Survival of WT (BW25113, CGSC 7636) and mutant strains under ciprofloxacin (200 ng/ml) treatment. We followed standard protocols. Strains were exposed to ciprofloxacin in the late exponential phase, and viable cell numbers were determined by counting colonies on agar plates (see references 14 and 18). None of the single-knockout mutants showed enhanced survival under ciprofloxacin stress (P > 0.05, Wilcoxon test). Error bars indicate 95% confidence intervals.
Table 2.
Mutational spectra of gene knockout strains with enhanced evolutionary potentiala
| Mutation | Mutation rate/generation (10−8) |
|||||
|---|---|---|---|---|---|---|
| CC101 (A·T → C·G) | CC102 (G·C → A·T) | CC103 (G·C → C·G) | CC104 (G·C → T·A) | CC105 (A·T → T·A) | CC106 (A·T → G·C) | |
| None (WT) | —b | 1.6 | — | 2.3 | 0.4 | — |
| Δfur | — | 4 | — | 7.3 | — | 0.9 |
| ΔmiaA | — | — | 4.5 | 95.3 | 68.2 | — |
| ΔmutH | — | 88.3 | 1.5 | 6.7 | 19.5 | 82.1 |
| ΔmutL | — | 203.5 | 2.3 | 2.9 | 12 | 80.6 |
| ΔmutS | — | 18.2 | 2.6 | 28.6 | 0.5 | 312.7 |
Deletions from KEIO mutants were transferred into the WT (P90C, CGSC 8083) containing different types of lacZ mutations (CC101 to CC106, CGSC 8095 to CGSC 8100) by P1 transduction. Mutational frequencies were determined by lacZ reversion method. Mutation rates were calculated by the MSS maximum-likelihood method (see reference 29).
—, below detection limit (0.4/generation/108 cells).
The corresponding mutator genes have diverse molecular functions. First, our list includes central components of methyl-directed mismatch repair (mutS, mutH, and mutL) (30, 31). Defects in and downregulation of these genes are frequently associated with pathogenic populations, indicating a central role for this pathway during bacterial adaptation in nature (22, 24, 32). Second, defects in tRNA modification due to miaA deletion cause reduced fidelity and efficiency of translation (33). This gene encodes a tRNA dimethylallyltransferase and is involved in hypermodification of the A37 base of certain tRNAs (34). Removal of miaA results in an ∼50-fold increase in GC → TA transversions (31) (Table 2). While the cascade of events that promotes mutations in ΔmiaA mutant populations is far from clear, several clues indicate that it is associated with translational stress-induced mutagenesis (33). Our screen also identified a central regulator of iron homeostasis (fur) (35) whose removal yields a mutator phenotype. Inactivation of fur leads to an increase in the intracellular concentration of ferrous iron (Fe2+) (36), which accelerates the Fenton reaction and potentiates oxidative damage-induced mutagenesis (37). This possibility will be explored in a future work.
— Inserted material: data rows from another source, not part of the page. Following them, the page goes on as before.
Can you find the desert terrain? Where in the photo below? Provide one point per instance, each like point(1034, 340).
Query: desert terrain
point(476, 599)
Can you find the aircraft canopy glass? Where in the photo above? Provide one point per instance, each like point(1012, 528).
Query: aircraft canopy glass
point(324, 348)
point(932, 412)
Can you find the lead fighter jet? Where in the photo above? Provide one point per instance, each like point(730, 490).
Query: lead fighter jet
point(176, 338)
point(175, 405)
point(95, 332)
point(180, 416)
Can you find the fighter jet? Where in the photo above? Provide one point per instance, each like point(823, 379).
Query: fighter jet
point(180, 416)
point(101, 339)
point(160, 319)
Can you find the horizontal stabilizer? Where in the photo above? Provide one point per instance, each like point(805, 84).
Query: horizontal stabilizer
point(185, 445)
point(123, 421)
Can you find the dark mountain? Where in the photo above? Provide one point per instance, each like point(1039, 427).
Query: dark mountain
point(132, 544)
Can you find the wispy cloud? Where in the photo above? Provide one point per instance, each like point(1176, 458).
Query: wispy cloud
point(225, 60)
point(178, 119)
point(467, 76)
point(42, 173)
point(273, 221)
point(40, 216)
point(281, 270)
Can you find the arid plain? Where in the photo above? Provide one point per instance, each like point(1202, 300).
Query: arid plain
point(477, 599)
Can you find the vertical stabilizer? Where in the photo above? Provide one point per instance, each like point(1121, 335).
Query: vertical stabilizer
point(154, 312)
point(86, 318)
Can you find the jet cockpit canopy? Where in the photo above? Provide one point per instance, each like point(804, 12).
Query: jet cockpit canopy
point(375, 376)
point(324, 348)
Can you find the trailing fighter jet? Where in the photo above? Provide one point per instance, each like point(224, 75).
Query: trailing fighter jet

There are many further known null mutations that confer a mild mutator phenotype, none of which appeared as positive hits in our screen (31). We briefly investigated two well-described genes (mutD and mutT). Despite the moderate mutator phenotypes the corresponding null mutations confer (31), these genes had no or only a minor effect on either resistance evolution (Fig. 2) or intrinsic susceptibility to ciprofloxacin (data not shown).
Fig 2.
Evolvability of mild mutators and null mutants with decreased antibiotic susceptibility exposed to a high ciprofloxacin concentration (200 ng/ml, 96 parallel populations per strain). Error bars correspond to 95% confidence intervals of a proportion.
Why should this be so? As noted previously, adaptation to a high ciprofloxacin dosage demands one or more specific mutations (12). To investigate this issue, we isolated 10 ciprofloxacin-resistant clones revealed by our screen (7 and 3 in the ΔmutS mutant and WT genetic backgrounds, respectively). We sequenced the quinolone resistance-determining regions (QRDRs) of the gyrA and parC genes and the marR gene. These genes are known to bear mutations in ciprofloxacin-resistant isolates (38, 39). The major target protein (GyrA) of ciprofloxacin was regularly mutated, and the same amino acid substitution occurred in all 10 isolates (S83L substitution, Table 3). The very same mutation is regularly observed in ciprofloxacin-resistant laboratory (40) and clinical (40) E. coli strains. While multiple mutations were observed in one clone only (Table 3), there are two reasons why other unknown loci were also mutated. First, the measured MICs for these clones are above the value the single S83L mutation confers (41). This was achieved by engineering a single point mutation in the WT background (by single-stranded oligonucleotide-mediated recombineering [42]) and then measuring the MIC for this strain (Table 3).
Table 3.
Characterization of 10 ciprofloxacin-resistant clones isolated after 5 days of ciprofloxacin treatmenta
| Strain | Ciprofloxacin MIC (μg/ml) | Mutation |
Membrane permeabilityb | ||
|---|---|---|---|---|---|
| gyrA | parC | marR | |||
| ΔmutS clone 1 | 1 | S83L | —c | — | 1.08d |
| ΔmutS clone 2 | 2 | S83L | A140T | — | 1.01 |
| ΔmutS clone 3 | 0.75 | S83L | — | — | 0.90d |
| ΔmutS clone 4 | 1 | S83L | — | — | 0.94d |
| ΔmutS clone 5 | 2 | S83L | — | — | 0.74d |
| ΔmutS clone 6 | 2 | S83L | — | — | 1.30d |
| ΔmutS clone 7 | 2 | S83L | — | — | 0.91d |
| WT clone 1 | 1.5 | S83L | — | — | 0.91d |
| WT clone 2 | 1 | S83L | — | — | 0.91d |
| WT clone 3 | 0.25 | S83L | — | — | 0.98 |
| WT S83L | 0.25 | S83L | — | — | 1.01 |
| WT | 0.008 | — | — | — | 1.00 |
Mutants were selected in the presence of 200 ng/ml ciprofloxacin. MICs were determined by using E tests (BioMérieux). The QRDRs of gyrA, parC, and the marR gene were sequenced following PCR amplification. Membrane permeability was measured by a previously established Hoechst 33342 fluorescent dye accumulation assay (see reference 43).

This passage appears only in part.